We may explore this situation via simulation, using (a) the $\chi^2(d)$ distribution of all squared distances as one reference and (b) this estimate $h(n,d)$ as another reference. Here, for instance, is a histogram of the lengths of the mean of $t=9$ nearest neighbors for $n=10^4$ points in $d=100$ dimensions. To standardize the comparison (which helps when varying $d$), all distances have been divided by $\sqrt{d}$, thereby bringing the points close to the unit sphere.

The blue curve is the standardized $\chi^2(100)$ density. The vertical dashed red line is the (over)estimate of the typical distance between the average of the nine nearest neighbors and the center of the sphere. The histogram displays the simulated data, which are based on $10$ independent sets of points and $50$ randomly selected points out of each of those sets.

That the histogram is situated close to, but a little less than, the vertical red line supports the preceding quantitative analysis. That both are substantially less than $1$ supports the statement in the question itself.

For those who would like to experiment, here is the R code to produce similar situations. Take care when increasing any of the inputs, because the calculations can take a long time.

n <- 1e4    # Number of points
m <- 50     # Subset size
k <- 9      # Number of nearest points
d <- 100    # Dimension
n.sim <- 10 # Number of trials

#set.seed(17)
sim.raw <- replicate(n.sim, {
  x <- matrix(rnorm((n+1)*d), d)
  sapply (sample.int(n+1, m), function(i) {
    distance.2 <- colSums((x - x[, i])^2)
    q <- x[, order(distance.2)[1:k + 1], drop=FALSE]
    q.mean <- rowMeans(q)
    sum(q.mean^2)
  })
})
sim <- sqrt(sim.raw / d)

h <- sqrt((qnorm(1/(n+1))^2 + (d-1)/k)/d) # Overestimate of the mean
hist(sim, xlim=range(c(sim, h, 0, 1 + 2*sqrt(d-1)/d)), freq=FALSE,
     xlab=paste("Length of standardized mean of", k, "nearest neighbors"),
     main=paste("n =", n, "points in d =", d, "dimensions"),
     sub=paste(n.sim, "trials using", m, "points per trial"), cex.sub=0.8)
abline(v=h, col="Red", lty=3, lwd=2)
abline(v=mean(sim), col="Gray", lwd=2)

curve(2 * x * dchisq(x^2*d, df=d) * d, add=TRUE, col="Blue")

Answer 2

First of all, a comment on the question: Points in the sample $S$ won't be at $\sqrt{d}$ distance away from the center.
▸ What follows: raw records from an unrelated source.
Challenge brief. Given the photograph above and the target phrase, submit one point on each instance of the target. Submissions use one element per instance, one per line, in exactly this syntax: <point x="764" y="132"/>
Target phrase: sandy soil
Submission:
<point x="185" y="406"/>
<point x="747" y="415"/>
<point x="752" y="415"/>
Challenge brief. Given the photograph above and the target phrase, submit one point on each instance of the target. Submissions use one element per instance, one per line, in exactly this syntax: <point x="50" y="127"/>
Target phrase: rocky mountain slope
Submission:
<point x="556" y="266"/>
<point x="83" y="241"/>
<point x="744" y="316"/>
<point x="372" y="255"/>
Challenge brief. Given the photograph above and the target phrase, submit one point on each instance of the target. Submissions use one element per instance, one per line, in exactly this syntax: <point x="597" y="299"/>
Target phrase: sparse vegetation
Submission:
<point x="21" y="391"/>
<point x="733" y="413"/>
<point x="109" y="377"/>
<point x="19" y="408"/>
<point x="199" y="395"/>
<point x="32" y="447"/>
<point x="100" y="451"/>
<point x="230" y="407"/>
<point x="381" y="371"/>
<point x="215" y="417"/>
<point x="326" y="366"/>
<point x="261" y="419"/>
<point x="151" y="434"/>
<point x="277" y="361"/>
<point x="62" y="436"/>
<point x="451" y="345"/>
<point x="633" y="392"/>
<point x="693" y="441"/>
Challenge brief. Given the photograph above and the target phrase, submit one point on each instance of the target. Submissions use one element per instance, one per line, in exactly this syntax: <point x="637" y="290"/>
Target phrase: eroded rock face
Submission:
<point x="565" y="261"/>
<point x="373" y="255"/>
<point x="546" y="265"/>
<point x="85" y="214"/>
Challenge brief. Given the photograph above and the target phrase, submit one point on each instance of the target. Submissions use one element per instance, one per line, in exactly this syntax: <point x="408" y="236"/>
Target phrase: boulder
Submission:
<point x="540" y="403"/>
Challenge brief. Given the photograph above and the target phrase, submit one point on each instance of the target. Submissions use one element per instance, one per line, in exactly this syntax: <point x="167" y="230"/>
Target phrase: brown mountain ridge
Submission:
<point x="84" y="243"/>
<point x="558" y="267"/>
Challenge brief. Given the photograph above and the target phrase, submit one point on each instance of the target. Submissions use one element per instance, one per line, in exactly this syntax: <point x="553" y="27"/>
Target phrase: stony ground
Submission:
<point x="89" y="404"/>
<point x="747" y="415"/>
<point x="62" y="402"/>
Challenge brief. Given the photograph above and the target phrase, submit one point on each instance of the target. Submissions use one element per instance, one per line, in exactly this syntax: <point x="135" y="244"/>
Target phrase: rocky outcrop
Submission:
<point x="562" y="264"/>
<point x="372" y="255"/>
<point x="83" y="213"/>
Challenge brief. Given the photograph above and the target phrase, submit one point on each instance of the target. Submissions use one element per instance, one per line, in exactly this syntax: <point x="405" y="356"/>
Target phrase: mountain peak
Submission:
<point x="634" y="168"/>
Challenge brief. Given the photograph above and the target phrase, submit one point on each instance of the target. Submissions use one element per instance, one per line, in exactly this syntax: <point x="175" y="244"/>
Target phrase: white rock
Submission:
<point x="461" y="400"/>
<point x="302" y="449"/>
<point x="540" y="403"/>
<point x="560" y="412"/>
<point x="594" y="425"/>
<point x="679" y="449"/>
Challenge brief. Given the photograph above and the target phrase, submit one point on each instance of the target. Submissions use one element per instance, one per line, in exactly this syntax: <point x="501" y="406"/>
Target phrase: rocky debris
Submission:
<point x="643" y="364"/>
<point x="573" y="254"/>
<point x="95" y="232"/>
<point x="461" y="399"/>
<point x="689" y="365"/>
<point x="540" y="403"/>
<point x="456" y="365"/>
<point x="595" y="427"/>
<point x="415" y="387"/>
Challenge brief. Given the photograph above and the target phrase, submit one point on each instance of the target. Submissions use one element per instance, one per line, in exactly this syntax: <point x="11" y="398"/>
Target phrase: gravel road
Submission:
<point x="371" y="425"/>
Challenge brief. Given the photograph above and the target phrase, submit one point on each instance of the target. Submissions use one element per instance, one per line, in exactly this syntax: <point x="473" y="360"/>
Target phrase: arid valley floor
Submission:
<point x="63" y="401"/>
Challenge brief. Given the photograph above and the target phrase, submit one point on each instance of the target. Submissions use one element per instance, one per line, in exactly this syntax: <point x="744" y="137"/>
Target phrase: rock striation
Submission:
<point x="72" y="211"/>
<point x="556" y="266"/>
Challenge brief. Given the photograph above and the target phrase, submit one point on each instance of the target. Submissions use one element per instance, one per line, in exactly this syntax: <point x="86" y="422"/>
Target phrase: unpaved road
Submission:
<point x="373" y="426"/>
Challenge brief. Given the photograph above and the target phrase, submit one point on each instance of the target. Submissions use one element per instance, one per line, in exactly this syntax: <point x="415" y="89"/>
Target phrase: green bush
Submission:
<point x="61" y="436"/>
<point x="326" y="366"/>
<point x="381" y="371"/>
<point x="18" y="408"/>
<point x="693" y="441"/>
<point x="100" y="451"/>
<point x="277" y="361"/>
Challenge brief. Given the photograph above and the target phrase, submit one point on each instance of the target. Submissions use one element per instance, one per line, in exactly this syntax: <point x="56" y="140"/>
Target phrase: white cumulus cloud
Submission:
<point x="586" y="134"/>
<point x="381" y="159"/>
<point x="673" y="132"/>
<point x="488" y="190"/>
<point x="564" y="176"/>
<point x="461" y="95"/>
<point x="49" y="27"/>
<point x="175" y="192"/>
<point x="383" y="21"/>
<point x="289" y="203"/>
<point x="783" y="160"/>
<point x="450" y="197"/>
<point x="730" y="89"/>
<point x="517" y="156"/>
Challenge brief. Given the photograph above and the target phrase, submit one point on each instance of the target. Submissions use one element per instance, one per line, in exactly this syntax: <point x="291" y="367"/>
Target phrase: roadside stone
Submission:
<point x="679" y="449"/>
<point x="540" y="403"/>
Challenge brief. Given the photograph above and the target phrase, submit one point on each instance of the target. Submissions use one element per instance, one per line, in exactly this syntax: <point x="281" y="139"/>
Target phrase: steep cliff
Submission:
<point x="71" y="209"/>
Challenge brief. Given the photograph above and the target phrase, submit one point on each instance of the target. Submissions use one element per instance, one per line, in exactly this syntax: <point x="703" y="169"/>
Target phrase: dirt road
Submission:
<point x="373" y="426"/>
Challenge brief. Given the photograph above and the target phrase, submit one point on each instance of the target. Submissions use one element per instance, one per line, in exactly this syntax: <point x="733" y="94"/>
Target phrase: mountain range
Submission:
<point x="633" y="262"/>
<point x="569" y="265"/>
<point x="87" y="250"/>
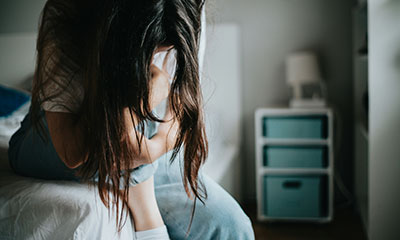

Distance squared will follow a $\chi^2$ distribution with $d$ degrees of freedom and therefore with $d$ mean and $2d$ variance. Then, distance will be distributed around $\sqrt{d}$ but there is not a concentration of points in the $\sqrt{d}$ radius shell.

And for the question itself, I don't see how you observe that $||c-\text{mean}(T)|| << \sqrt{d}$, and in fact $||c-\text{mean}(T)||$ depends a lot on how has been $T$ selected. I'll comment two extreme cases:

• If $T$ is much smaller than $S$: $T$ (the $t$ points closer to $p$) are likely to be very close to $p$ and therefore distribution of $\text{mean}(T)$ will be very close to the distribution of $p$, and $||c-\text{mean}(T)||^2$ will approximately follow a $\chi^2$ distribution with $d$ degrees of freedom and therefore with $d$ mean and $2d$ variance, just like distance of $c$ to $p$.
• If $T$ is nearly as large than $S$: Then $T$ is approximately a random sample from the d-dimensional spherical (unit variance) Gaussian distribution. When finding $\text{mean}(T)$, for each dimension we are averaging $t$ points from a normal distribution, and in the whole we get a d-dimensional spherical Gaussian distribution with $1/t$ variance, and $t·||c-\text{mean}(T)||^2$ will follow a $\chi^2$ distribution with $d$ degrees of freedom. Mean of $||c-\text{mean}(T)||^2$ will be $d/t$ and variance $2d/t$. Then $||c-\text{mean}(T)||$ will be distributed around $\sqrt{d/t}$, and for larger $t$ it will be much smaller than $\sqrt{d}$.